DETROIT — The Rays had some reason to leave Comerica Park pleased, heading to Boston after completing the first week of the season with a 4-2 mark against American League heavyweights New York and Detroit.
"If we play like that all year, I'll take it," manager Joe Maddon said. "I'll take it because I know the number of victories necessary will be there."
But they had reason to be disappointed, too, specifically in the way they failed themselves in Thursday's matinee series finale, a 7-2 loss they seemingly could have avoided.
"No doubt," first baseman Carlos Peña said. "We thought we had it."
The Rays carried two distinct advantages into the game: the momentum of Wednesday's comeback win, and the matchup with majors-debuting Tigers starter Drew Smyly. They merged in the first inning as the Rays' first three hitters got on.
But given that prime opportunity, they came up empty, their next three hitters — Jeff Keppinger (flyout), Ben Zobrist (strikeout) and Sean Rodriguez (strikeout) — going down quickly.
And it proved to be a preview of the their day as they left 11 men on base and went 2-for-13 with runners in scoring position.
"It's definitely one of those energy shifts," Peña said. "We had something going, and then it gets shut down. They run off the field like, 'We got away with one,' and we're like, 'Man, we should have scored one run.' "

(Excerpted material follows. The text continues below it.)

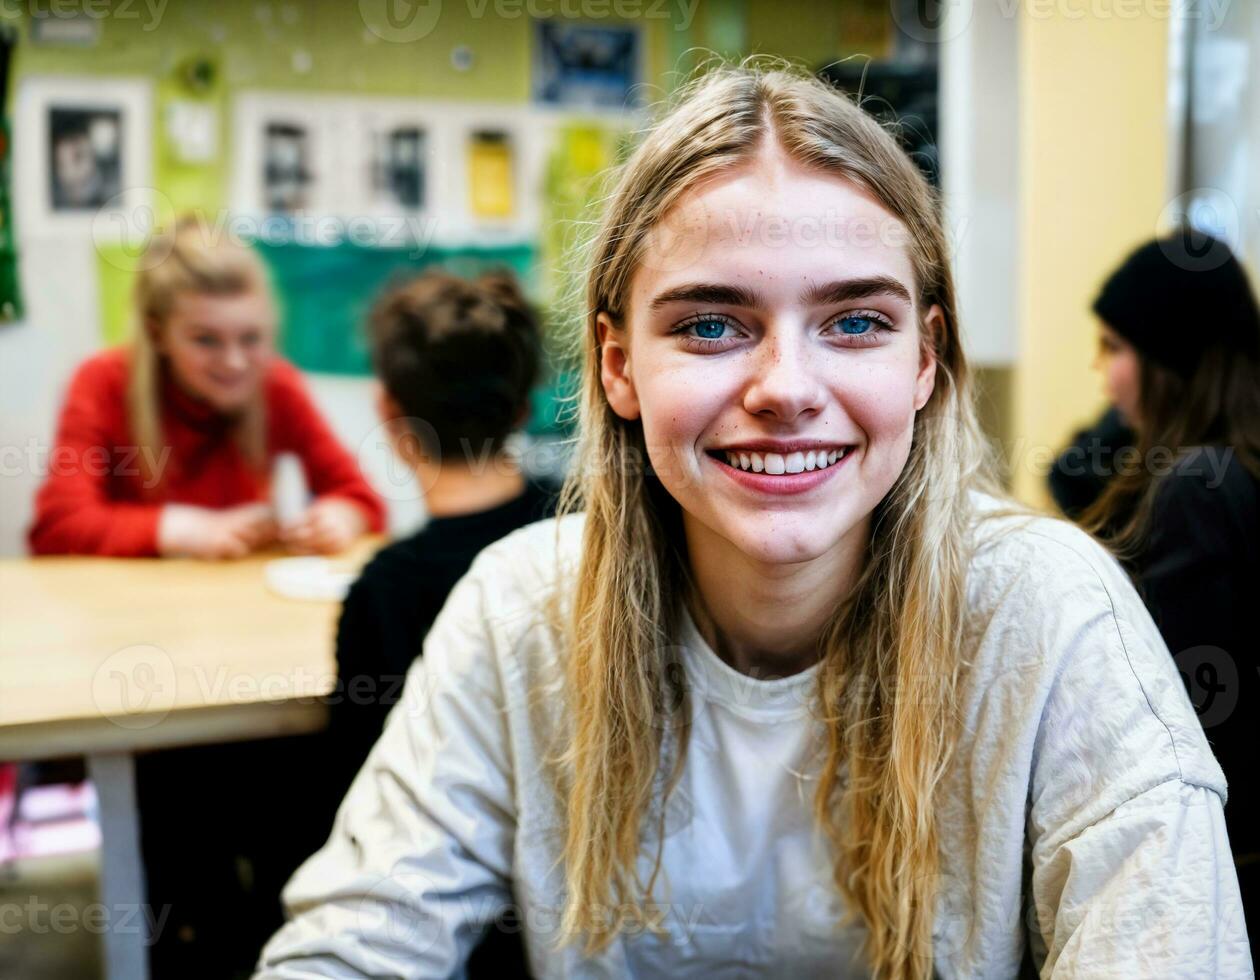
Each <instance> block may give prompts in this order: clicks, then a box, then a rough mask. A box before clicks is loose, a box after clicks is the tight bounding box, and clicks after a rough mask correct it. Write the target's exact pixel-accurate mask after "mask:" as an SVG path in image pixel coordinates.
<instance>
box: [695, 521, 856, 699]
mask: <svg viewBox="0 0 1260 980" xmlns="http://www.w3.org/2000/svg"><path fill="white" fill-rule="evenodd" d="M684 523H685V524H687V550H688V557H689V559H690V569H692V578H693V581H694V582H696V595H694V596H689V597H688V600H689V602H688V608H689V610H690V612H692V616H693V618H694V620H696V625H697V629H699V631H701V636H703V637H704V640H706V641H707V642H708V644H709V646H711V647H713V650H714V652H717V655H718V656H719V658H722V660H725V661H726V663H727V664H730V665H731V666H732V668H735V669H736V670H738V671H740V673H742V674H748V675H751V676H761V678H777V676H789V675H791V674H798V673H800V671H801V670H805V669H808V668H809V666H811V665H813V664H815V663H816V661H818V658H819V646H818V644H819V639H820V637H822V634H823V630H824V629H825V626H827V624H828V622H829V621H830V618H832V616H833V615H834V613H835V608H837V606H838V605H839V603H840V602H843V601H844V598H845V597H847V596H848V595H849V592H850V591H852V588H853V586H854V583H856V582H857V579H858V576H859V574H861V573H862V568H863V566H864V563H866V554H867V547H868V542H869V533H871V529H869V519H867V520H864V521H863V523H862V524H859V525H858V527H856V528H853V529H852V530H850V532H849V533H848V534H845V535H844V538H842V539H840V540H839V542H838V543H837V544H835V547H834V548H832V549H830V550H829V552H827V553H825V554H822V556H819V557H818V558H813V559H809V561H805V562H796V563H791V564H780V563H766V562H756V561H752V559H750V558H748V557H747V556H746V554H743V553H742V552H740V550H738V549H737V548H736V547H735V545H733V544H731V543H730V542H728V540H726V539H725V538H719V537H718V535H716V534H713V533H712V532H711V530H708V529H707V528H697V527H694V525H693V523H692V521H689V520H687V519H685V518H684Z"/></svg>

Even as Smyly got better, the Rays took a 1-0 lead in the third, on Peña's third homer of the week, but gave it back, and more, in a messy three-run fifth.
And when they got within 3-2 in the seventh, with the chance for more with runners on first and second and no outs, Peña made a huge baserunning mistake, "horribly" misreading a soft liner by Keppinger and getting doubled off second.
"The momentum was coming back to us," Maddon said. "You get the soft popup turning into a double play. Not only just leaves the runner at first base, but what it does to the other side, it energizes them. There's that sigh of relief. You're able to breathe."
The offensive issues weren't the only problem.
Starter Jeff Niemann was pleased with his initial outing of the season, allowing three runs on four hits and two walks over five innings and calling it "a great first start to build off." But he allowed the three runs in a fifth he described as "trying to get a little too fine" and Maddon cited a sudden loss of aggressiveness.
By the end, he pitched himself out of the game at 102 pitches (including 43 balls).
And lefty Jake McGee failed in another key situation, brought in with two on and two out in the seventh, the Rays within 3-2, to face lefty Brennan Boesch in a matchup Maddon said they were "the prohibitive favorite."
But McGee, who allowed the winning hit Tuesday, gave up a two-run single that pushed the game out of reach.
"Overall, I think he's throwing the ball really well," Maddon said. "It's just a matter of him getting the ball where he wants it consistently."
Overall, they could have done better.
"Disappointing loss," Peña said. "And now we have to get back on it."